Microsoft confirmed via an update on its Azure Status website that a 9-hour outage was a result of a DDoS attack that affected its Microsoft 365 and Azure services.
The distributed denial-of-service (DDoS) attack affected the services globally, and within the blog post, Microsoft didn't specify where or who the attack came from. More specifically, the post states that while the initial DDoS attack did trigger the event, it was responded to by Microsoft's protection mechanisms, but following investigations, Redmond discovered "the implementation of our defenses amplified the impact of the attack rather than mitigating it."
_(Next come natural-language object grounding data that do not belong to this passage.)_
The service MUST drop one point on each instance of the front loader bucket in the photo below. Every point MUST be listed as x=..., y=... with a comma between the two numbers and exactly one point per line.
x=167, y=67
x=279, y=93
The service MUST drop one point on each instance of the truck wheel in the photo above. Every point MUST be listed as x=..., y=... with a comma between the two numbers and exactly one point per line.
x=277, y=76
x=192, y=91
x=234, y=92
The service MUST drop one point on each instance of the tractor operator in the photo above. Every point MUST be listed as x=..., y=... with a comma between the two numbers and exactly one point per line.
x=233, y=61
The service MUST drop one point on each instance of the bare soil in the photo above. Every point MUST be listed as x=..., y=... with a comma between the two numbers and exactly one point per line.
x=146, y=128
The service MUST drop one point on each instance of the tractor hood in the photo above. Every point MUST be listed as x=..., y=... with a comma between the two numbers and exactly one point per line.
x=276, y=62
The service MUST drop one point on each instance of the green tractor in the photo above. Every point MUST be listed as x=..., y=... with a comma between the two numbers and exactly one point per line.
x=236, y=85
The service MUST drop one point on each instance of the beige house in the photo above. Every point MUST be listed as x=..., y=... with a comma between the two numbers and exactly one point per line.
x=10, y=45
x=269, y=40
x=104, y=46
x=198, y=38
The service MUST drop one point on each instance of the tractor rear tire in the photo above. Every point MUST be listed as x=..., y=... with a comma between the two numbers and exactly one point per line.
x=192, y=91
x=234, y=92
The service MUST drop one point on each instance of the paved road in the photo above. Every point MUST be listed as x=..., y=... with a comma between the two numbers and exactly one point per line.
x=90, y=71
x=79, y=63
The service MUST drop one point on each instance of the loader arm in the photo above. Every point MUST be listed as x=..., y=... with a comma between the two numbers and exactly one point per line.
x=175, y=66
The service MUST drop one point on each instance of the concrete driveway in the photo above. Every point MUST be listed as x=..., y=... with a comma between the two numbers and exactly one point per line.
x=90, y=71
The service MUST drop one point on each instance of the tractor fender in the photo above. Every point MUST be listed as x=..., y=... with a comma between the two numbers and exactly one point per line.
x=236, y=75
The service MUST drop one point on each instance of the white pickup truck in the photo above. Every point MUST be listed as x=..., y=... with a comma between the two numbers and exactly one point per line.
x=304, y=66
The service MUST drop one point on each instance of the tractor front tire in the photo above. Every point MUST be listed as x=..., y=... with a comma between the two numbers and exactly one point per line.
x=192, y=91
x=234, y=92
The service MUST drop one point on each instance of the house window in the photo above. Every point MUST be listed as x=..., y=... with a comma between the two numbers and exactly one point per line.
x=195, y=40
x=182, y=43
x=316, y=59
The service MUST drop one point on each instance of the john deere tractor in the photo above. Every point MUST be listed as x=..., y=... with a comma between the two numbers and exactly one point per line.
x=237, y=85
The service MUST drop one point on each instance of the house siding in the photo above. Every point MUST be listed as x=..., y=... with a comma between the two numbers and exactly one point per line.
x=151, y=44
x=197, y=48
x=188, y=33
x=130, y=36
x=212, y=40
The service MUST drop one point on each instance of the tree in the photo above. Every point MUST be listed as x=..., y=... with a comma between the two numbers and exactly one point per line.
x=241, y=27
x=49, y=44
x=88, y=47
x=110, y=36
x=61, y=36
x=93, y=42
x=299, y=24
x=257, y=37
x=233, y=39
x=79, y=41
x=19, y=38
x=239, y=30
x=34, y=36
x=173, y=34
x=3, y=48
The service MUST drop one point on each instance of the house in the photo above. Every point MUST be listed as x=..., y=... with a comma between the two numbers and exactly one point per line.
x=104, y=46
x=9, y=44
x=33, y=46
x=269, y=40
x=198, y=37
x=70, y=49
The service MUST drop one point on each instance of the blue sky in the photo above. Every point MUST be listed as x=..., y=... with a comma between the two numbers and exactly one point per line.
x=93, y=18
Furthermore, Microsoft said that customer impact began at 11:45 UTC, and by 14:10 UTC, the fix was already rolled out, and the majority of the impact was successfully mitigated. The only details we have on how the outage occurred was Microsoft's description of the outage being caused by an "unexpected usage spike" that "resulted in Azure Front Door (AFD) and Azure Content Delivery Network (CDN) components performing below acceptable thresholds, leading to intermittent errors, timeout, and latency spikes."
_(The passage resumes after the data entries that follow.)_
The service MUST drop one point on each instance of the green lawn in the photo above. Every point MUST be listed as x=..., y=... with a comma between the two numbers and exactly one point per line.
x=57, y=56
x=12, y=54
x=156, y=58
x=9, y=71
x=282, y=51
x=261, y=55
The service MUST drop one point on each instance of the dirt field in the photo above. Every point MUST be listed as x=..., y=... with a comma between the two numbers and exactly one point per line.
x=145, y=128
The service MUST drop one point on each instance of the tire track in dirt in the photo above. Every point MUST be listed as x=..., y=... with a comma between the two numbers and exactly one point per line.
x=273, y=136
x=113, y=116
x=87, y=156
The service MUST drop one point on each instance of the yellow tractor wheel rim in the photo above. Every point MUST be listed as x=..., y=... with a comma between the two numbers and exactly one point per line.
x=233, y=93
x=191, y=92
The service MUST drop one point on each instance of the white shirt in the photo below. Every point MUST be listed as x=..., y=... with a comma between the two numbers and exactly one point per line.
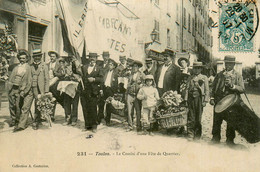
x=21, y=69
x=161, y=78
x=108, y=79
x=90, y=69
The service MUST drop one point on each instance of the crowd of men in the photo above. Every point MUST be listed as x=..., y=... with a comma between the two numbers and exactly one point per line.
x=94, y=82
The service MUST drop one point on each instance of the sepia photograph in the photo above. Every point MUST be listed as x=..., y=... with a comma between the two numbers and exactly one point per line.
x=129, y=85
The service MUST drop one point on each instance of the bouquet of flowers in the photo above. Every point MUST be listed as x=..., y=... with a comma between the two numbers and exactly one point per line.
x=45, y=105
x=171, y=102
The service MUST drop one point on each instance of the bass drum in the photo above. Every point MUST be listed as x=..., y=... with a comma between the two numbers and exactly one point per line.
x=240, y=117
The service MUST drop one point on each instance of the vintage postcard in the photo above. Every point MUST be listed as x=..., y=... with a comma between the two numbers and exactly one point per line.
x=129, y=85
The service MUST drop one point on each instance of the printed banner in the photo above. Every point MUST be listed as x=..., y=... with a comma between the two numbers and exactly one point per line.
x=103, y=26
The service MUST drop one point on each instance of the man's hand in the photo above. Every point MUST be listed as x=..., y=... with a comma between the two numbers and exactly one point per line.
x=212, y=102
x=185, y=103
x=91, y=79
x=22, y=93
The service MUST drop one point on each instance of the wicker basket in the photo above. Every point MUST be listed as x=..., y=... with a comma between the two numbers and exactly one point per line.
x=173, y=119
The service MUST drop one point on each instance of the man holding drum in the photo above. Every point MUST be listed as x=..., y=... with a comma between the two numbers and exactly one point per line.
x=225, y=83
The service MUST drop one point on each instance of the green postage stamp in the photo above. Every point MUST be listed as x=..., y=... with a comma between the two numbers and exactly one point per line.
x=238, y=23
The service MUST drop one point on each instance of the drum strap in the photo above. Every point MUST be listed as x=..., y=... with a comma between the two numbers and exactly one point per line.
x=249, y=102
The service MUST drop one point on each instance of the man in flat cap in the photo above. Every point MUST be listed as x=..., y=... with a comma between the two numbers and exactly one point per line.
x=92, y=79
x=110, y=87
x=168, y=75
x=40, y=82
x=226, y=82
x=20, y=92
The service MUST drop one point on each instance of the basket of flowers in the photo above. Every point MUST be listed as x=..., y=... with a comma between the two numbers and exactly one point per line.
x=45, y=105
x=171, y=111
x=117, y=102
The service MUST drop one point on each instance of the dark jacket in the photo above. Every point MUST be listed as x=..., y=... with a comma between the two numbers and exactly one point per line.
x=172, y=78
x=114, y=82
x=92, y=88
x=40, y=77
x=152, y=71
x=218, y=87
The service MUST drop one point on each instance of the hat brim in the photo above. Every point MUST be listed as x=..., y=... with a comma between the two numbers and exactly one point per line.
x=227, y=61
x=53, y=52
x=199, y=66
x=37, y=54
x=183, y=58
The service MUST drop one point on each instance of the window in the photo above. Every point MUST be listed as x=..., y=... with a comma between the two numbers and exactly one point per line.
x=184, y=17
x=168, y=38
x=189, y=23
x=177, y=13
x=156, y=28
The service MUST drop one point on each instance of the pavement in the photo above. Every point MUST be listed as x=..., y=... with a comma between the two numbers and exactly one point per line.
x=66, y=148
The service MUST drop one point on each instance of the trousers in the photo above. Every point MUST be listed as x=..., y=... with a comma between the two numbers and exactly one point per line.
x=147, y=117
x=20, y=107
x=71, y=107
x=89, y=108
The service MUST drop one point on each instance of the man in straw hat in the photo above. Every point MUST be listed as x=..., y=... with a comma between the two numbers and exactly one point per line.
x=184, y=63
x=40, y=82
x=19, y=92
x=226, y=82
x=168, y=75
x=135, y=82
x=92, y=79
x=53, y=67
x=110, y=87
x=197, y=96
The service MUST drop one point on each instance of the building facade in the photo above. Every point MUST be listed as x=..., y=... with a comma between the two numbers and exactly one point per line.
x=181, y=25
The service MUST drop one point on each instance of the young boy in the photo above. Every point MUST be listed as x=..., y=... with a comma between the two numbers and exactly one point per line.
x=149, y=96
x=197, y=95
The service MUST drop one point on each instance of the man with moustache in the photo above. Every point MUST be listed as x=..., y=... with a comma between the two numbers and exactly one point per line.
x=19, y=92
x=226, y=82
x=53, y=67
x=92, y=79
x=40, y=82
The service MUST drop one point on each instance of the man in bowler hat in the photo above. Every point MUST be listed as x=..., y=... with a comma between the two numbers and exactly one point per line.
x=40, y=82
x=168, y=75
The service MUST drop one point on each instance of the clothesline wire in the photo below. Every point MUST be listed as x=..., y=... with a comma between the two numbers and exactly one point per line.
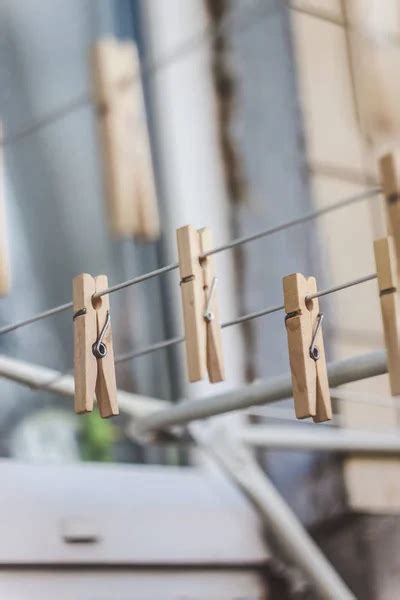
x=244, y=19
x=248, y=317
x=131, y=355
x=146, y=276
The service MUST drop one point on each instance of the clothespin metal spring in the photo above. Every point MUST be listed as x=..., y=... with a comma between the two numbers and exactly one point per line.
x=208, y=314
x=314, y=352
x=99, y=349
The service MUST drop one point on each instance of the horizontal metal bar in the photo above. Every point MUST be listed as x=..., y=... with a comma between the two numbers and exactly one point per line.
x=263, y=392
x=317, y=438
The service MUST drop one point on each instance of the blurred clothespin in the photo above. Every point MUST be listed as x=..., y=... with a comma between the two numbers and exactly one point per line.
x=93, y=347
x=389, y=166
x=200, y=309
x=129, y=177
x=386, y=267
x=4, y=264
x=306, y=349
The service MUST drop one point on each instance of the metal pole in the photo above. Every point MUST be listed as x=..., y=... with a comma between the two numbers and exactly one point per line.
x=312, y=438
x=297, y=545
x=50, y=380
x=264, y=392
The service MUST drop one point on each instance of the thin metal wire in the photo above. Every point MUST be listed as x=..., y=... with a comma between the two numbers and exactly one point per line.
x=266, y=232
x=343, y=286
x=179, y=339
x=304, y=219
x=43, y=315
x=135, y=280
x=149, y=68
x=250, y=316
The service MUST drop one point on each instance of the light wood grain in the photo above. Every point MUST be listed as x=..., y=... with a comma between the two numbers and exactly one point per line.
x=192, y=301
x=85, y=330
x=309, y=378
x=389, y=166
x=106, y=386
x=128, y=168
x=299, y=333
x=323, y=399
x=215, y=360
x=386, y=267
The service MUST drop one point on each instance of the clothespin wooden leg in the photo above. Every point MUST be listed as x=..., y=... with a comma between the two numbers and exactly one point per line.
x=215, y=362
x=129, y=176
x=299, y=334
x=192, y=301
x=323, y=404
x=85, y=333
x=106, y=387
x=389, y=167
x=386, y=267
x=306, y=349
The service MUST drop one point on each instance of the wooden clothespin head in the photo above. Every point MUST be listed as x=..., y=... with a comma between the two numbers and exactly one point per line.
x=389, y=167
x=386, y=267
x=306, y=349
x=129, y=176
x=93, y=347
x=5, y=280
x=200, y=309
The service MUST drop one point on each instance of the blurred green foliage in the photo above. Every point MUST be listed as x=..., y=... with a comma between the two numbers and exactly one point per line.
x=97, y=437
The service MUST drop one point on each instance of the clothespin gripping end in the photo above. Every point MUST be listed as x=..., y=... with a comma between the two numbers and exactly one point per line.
x=314, y=352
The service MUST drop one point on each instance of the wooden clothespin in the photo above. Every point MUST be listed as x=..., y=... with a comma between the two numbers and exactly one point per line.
x=386, y=267
x=4, y=264
x=200, y=310
x=389, y=166
x=129, y=177
x=306, y=349
x=93, y=347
"Between approximately at 11:45 UTC and 19:43 UTC on 30 July 2024, a subset of customers may have experienced issues connecting to a subset of Microsoft services globally. Impacted services included Azure App Services, Application Insights, Azure IoT Central, Azure Log Search Alerts, Azure Policy, as well as the Azure portal itself and a subset of Microsoft 365 and Microsoft Purview services," states Microsoft
Redmond states at the bottom of its post that it will be publishing a comprehensive investigative report on the outage that will reveal more details about how the company responded and what happened.